All ArticlesDatacenter

Liquid Cooling for AI Infrastructure: From Rack to Chip

Ohmframe Engineering
2025-12-12
8 min read
Liquid Cooling for AI Infrastructure: From Rack to Chip
OF

Direct-to-chip liquid cooling has emerged as the only viable solution for next-generation AI accelerators. With GPUs pushing past 700W and heading toward 1000W, the thermal path from silicon die to ultimate heat rejection requires engineering precision at every step. This guide examines liquid cooling architectures from chip-level cold plates through facility-level heat rejection, covering the design principles and practical challenges of deploying liquid cooling for AI infrastructure.

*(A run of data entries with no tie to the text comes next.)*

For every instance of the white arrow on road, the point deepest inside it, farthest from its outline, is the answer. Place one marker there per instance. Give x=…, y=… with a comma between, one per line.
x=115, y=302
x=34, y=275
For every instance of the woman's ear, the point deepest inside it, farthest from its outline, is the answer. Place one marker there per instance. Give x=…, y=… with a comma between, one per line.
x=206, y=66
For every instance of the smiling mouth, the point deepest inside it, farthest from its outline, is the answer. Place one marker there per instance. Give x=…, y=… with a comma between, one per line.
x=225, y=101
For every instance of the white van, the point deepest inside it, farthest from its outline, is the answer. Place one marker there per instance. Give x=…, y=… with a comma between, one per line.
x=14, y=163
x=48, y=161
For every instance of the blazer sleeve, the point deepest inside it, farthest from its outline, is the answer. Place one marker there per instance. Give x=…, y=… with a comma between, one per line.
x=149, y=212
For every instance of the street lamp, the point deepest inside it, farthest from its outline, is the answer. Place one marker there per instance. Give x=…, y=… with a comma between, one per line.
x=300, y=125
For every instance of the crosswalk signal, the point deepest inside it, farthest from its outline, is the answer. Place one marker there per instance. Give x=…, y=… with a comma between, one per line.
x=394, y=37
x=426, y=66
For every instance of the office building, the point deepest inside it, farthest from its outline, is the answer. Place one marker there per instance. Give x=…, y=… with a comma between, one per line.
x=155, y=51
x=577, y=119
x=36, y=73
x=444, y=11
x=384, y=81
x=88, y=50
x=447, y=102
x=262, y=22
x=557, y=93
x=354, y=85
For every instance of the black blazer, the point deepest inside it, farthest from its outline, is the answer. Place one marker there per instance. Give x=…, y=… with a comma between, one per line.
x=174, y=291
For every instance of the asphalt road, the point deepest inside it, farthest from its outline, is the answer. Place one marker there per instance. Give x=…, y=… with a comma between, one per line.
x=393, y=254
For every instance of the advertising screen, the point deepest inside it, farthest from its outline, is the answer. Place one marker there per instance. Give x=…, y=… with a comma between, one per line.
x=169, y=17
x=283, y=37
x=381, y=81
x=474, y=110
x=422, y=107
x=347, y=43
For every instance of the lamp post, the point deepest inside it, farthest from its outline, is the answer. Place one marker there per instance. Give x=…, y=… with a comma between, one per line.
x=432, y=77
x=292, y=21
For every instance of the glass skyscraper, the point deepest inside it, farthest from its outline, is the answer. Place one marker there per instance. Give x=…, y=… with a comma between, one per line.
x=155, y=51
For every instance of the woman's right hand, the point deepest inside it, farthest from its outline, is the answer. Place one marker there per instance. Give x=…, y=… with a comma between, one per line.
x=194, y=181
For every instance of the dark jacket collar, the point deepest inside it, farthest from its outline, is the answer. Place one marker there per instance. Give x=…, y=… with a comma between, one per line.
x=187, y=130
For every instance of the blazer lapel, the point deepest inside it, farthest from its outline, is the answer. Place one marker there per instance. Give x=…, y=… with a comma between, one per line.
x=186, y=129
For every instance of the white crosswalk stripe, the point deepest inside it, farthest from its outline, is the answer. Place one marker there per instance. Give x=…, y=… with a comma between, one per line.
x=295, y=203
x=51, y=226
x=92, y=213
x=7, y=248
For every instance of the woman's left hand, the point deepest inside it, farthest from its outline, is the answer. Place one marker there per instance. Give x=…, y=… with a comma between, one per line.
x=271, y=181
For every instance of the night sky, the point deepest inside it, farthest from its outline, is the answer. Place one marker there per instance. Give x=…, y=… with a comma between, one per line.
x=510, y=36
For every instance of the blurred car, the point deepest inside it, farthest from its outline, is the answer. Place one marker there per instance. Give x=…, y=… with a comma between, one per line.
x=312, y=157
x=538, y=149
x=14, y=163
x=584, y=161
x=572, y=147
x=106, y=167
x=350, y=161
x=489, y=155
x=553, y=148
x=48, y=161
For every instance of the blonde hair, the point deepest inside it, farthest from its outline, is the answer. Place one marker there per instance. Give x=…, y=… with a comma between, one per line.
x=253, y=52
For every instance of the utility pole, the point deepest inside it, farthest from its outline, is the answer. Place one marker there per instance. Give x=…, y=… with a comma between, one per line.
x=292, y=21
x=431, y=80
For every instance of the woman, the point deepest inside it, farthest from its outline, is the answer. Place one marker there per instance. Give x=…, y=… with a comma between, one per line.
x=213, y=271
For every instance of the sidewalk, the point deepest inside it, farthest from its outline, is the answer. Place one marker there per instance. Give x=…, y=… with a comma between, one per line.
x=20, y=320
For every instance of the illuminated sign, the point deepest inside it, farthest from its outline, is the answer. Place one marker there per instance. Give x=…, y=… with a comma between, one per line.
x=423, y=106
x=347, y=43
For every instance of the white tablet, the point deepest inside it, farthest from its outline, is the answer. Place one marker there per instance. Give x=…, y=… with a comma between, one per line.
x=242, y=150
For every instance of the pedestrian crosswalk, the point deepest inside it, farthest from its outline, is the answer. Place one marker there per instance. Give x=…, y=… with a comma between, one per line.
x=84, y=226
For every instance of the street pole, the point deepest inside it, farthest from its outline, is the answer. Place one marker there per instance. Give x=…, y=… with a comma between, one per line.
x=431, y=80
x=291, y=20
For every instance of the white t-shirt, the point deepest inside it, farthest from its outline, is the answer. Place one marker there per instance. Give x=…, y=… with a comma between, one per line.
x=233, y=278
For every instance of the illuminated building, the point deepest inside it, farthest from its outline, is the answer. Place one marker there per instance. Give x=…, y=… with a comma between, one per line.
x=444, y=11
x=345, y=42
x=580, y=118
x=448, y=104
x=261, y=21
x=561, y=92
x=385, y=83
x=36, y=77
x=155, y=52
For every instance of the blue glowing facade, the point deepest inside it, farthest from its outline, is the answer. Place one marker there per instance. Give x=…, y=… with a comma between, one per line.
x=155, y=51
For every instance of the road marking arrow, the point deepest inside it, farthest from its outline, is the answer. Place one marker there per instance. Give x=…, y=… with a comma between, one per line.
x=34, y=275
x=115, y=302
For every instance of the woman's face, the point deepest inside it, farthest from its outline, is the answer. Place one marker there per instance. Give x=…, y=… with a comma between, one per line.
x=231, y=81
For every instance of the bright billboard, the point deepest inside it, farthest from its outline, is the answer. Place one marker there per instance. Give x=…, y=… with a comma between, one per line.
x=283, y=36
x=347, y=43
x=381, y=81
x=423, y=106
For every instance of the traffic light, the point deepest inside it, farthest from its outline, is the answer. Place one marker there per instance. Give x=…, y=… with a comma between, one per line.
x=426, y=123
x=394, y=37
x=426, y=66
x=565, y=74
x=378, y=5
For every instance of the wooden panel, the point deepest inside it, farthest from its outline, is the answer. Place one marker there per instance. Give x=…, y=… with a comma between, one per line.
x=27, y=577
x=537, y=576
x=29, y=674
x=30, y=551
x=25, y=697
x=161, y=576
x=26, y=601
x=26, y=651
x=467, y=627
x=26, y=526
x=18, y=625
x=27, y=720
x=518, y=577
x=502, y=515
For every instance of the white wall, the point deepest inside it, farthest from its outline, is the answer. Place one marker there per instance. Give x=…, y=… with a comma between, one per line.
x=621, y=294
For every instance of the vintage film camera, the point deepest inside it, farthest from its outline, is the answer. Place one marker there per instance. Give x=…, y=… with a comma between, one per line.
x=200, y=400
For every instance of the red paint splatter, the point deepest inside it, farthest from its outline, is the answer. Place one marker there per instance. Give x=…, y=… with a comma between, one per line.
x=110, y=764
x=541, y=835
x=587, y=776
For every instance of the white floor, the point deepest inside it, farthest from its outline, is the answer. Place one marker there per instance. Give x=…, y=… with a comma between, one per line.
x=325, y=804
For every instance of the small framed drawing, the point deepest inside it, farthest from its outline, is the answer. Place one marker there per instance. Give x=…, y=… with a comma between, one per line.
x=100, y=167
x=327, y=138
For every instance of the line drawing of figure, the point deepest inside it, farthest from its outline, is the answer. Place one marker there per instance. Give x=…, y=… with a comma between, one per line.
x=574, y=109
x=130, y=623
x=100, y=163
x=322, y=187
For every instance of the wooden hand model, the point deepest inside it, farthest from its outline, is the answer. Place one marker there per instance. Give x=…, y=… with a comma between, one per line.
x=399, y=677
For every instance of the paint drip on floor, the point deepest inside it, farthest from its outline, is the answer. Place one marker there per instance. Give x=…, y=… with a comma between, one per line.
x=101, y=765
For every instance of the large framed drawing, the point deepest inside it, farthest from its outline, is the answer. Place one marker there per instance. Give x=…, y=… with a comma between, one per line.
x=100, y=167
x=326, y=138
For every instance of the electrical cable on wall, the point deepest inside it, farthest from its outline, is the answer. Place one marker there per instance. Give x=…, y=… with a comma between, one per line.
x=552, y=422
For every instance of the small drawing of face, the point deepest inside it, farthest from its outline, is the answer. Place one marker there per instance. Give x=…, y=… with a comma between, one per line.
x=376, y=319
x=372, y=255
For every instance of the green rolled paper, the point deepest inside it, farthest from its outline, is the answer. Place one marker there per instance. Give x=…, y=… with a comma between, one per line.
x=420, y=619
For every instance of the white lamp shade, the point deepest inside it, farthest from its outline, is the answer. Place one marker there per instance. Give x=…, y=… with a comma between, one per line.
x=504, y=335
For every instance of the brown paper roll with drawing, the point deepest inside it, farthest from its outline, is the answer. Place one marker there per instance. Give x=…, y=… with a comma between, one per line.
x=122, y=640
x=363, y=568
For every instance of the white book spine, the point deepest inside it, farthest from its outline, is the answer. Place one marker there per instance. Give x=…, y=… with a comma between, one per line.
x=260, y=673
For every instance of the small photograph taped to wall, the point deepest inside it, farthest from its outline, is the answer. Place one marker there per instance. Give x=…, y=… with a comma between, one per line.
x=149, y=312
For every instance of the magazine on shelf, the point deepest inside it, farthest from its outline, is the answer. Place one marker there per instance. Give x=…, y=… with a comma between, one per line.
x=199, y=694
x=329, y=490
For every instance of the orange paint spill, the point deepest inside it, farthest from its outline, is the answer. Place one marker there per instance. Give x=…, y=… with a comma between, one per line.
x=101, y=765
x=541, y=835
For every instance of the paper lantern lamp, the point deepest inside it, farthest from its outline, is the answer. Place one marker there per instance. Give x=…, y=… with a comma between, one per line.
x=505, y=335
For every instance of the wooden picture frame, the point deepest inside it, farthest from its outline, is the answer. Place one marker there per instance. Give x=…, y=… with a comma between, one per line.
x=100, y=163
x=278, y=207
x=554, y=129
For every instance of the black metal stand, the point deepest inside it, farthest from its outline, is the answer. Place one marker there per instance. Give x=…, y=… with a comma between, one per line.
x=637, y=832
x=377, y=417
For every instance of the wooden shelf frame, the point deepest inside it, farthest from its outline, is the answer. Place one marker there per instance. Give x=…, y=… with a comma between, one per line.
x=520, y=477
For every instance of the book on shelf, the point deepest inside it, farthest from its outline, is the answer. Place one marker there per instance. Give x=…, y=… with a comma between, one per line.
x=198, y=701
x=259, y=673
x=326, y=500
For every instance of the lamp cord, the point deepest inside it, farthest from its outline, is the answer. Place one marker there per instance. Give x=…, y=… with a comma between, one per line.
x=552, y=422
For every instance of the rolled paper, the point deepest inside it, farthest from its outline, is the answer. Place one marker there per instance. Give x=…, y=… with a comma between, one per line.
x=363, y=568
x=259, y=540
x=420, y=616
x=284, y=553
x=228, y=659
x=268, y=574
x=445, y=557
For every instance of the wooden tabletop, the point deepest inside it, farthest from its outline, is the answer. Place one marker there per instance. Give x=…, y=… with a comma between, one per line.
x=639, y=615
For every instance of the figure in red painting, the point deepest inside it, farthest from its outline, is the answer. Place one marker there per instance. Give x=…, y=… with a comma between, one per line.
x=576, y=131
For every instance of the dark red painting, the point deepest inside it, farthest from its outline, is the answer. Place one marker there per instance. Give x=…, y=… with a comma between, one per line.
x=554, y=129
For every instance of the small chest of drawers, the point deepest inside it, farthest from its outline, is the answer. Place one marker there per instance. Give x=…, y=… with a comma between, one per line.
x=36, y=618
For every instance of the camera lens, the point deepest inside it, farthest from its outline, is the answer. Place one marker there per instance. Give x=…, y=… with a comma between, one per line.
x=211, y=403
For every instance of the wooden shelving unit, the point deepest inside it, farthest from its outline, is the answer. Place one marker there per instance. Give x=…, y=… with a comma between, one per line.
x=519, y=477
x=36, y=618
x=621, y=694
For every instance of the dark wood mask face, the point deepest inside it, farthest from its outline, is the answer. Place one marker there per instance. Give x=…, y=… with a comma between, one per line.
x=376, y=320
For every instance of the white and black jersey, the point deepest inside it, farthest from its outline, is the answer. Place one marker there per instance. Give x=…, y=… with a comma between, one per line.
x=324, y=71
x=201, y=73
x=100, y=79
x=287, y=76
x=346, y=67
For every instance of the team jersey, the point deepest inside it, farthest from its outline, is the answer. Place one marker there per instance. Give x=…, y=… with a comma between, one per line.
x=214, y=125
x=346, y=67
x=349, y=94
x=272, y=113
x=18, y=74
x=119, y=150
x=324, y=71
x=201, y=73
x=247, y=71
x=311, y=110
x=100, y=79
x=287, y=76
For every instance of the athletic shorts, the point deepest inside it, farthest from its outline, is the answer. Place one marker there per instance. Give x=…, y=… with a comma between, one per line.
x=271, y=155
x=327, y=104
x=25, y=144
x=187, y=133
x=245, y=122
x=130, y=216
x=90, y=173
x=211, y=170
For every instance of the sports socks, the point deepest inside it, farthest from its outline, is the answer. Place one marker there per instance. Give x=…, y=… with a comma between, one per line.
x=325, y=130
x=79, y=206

The Thermal Path in Liquid-Cooled AI Systems

Understanding the complete thermal path is essential for effective liquid cooling design. Heat must travel from the GPU die through multiple interfaces and systems before rejection to the environment:

  1. Die to Package: The GPU die connects to its package substrate via thermal interface material or direct copper bonding. This interface is controlled by NVIDIA/AMD and represents a fixed thermal resistance in your design.

  2. Package to Cold Plate: This is the critical interface you control. The cold plate mounts to the GPU package, typically using thermal paste or gap pads. Mounting pressure, TIM selection, and surface flatness all affect performance.

  3. Cold Plate Internal: Coolant flows through channels in the cold plate, absorbing heat via forced convection. Channel geometry, flow rate, and inlet temperature determine thermal performance.

  4. Primary Loop: Warm coolant flows from the cold plate through tubing to a coolant distribution unit (CDU) or heat exchanger. Loop design must balance pressure drop against heat transfer.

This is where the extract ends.